A perspectiva de um acréscimo de 1 ponto, absolutamente incomum no histórico do Fed, havia turbinado o dólar na véspera para perto de 5,50 reais e a um novo pico em 20 anos contra uma cesta de rivais de países ricos. Taxas de juros mais altas nos EUA atraem capital para a maior economia do mundo, o que gera conversão de moedas locais em dólar, valorizando a divisa norte-americana.

Mesmo com o respiro desta sexta, o dólar no Brasil ainda acumulou valorização semanal de 2,60%, a mais forte em um mês.
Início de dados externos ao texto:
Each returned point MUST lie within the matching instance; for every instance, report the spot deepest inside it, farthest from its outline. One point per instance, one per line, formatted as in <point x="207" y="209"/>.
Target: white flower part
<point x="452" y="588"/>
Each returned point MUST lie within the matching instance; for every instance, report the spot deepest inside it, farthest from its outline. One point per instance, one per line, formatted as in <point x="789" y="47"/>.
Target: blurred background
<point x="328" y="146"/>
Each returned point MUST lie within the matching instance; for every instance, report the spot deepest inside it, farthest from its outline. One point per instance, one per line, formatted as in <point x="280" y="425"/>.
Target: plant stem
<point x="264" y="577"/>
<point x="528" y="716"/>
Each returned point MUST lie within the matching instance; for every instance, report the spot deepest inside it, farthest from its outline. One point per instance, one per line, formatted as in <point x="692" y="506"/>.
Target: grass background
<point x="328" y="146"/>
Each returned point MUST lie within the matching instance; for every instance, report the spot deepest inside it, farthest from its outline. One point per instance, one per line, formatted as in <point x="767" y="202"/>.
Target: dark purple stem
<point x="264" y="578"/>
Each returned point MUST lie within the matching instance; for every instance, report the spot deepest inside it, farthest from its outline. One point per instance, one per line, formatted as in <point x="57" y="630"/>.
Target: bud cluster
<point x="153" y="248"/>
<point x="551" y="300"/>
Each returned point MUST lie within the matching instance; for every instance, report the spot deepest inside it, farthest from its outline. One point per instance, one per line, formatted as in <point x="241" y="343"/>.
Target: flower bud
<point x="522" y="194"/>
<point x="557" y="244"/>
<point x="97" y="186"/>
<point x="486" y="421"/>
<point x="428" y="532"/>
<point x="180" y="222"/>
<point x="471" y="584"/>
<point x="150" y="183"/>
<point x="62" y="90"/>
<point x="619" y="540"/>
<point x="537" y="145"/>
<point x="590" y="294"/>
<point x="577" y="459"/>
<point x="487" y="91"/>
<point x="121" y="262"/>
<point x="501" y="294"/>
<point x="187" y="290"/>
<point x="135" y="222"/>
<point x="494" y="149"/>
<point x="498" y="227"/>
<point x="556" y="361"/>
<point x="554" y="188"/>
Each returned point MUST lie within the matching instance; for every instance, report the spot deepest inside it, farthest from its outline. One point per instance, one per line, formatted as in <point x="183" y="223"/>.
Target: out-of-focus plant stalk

Isso deixou o real com o pior desempenho comparado às moedas emergentes mais próximas: peso mexicano, peso chileno, peso colombiano, sol peruano, rand sul-africano e lira turca.

“No contexto atual há pouco espaço para depreciação do dólar”, disse Gabriel Cunha, analista de mercados do C6 Bank.

Cunha explicou que o real vinha liderando os ganhos entre seus pares nos primeiros meses do ano muito em função do rali das commodities e do aumento notável do diferencial de juros, com o Brasil já com processo de aperto monetário em curso enquanto vários países nem sequer o haviam começado.

O dólar chegou a acumular baixa em torno de 17% contra o real no acumulado do ano.

“Mas aí outros BCs começaram a subir as taxas. O superdiferencial de juros está diminuindo e, além disso, as commodities estão em queda e o fiscal aqui voltou a elevar o risco-país”, completou.

Desde os picos em cerca de 11 anos alcançados em junho, um índice de referência para as matérias-primas despencou quase 16%.

Chile, México e países desenvolvidos com moedas correlacionadas às commodities, como o Canadá, têm promovido constantes e em alguns casos fortes aumentos de juros, elevando a concorrência para o real.

E nesta semana o Congresso Nacional promulgou a Emenda Constitucional dos Benefícios, que prevê despesas de cerca de 40 bilhões de reais fora do teto de gastos –considerado antes uma espécie de âncora fiscal.

A emenda é vista por críticos como instrumento para aumentar chances de reeleição do presidente Jair Bolsonaro (PL) e foi avaliada pela agência de classificação de risco Moody’s como evento negativo para a nota de crédito soberano do Brasil.

O C6 Bank vê a trajetória fiscal do Brasil como um dos fatores mais importantes para a direção do dólar. A instituição vê piora na relação dívida líquida/PIB do país para 65% em 2023, de 60% estimados para 2022. Com isso, calcula dólar de 5,80 reais ao fim do ano que vem, 5,45% acima da taxa esperada para o encerramento deste ano (5,50 reais) e 7,29% além da cotação de fechamento desta sexta-feira.

O analista de mercados do C6 Bank acredita que, mesmo já em patamares elevados, o dólar ainda pode tomar fôlego caso dados de índices de gerentes de compras (PMIs, na sigla em inglês) a serem divulgados na próxima semana venham a reforçar temores de recessão pelo mundo.

Em julho, o dólar avança 3,34% ante o real, amenizando as perdas no ano para 3,01%.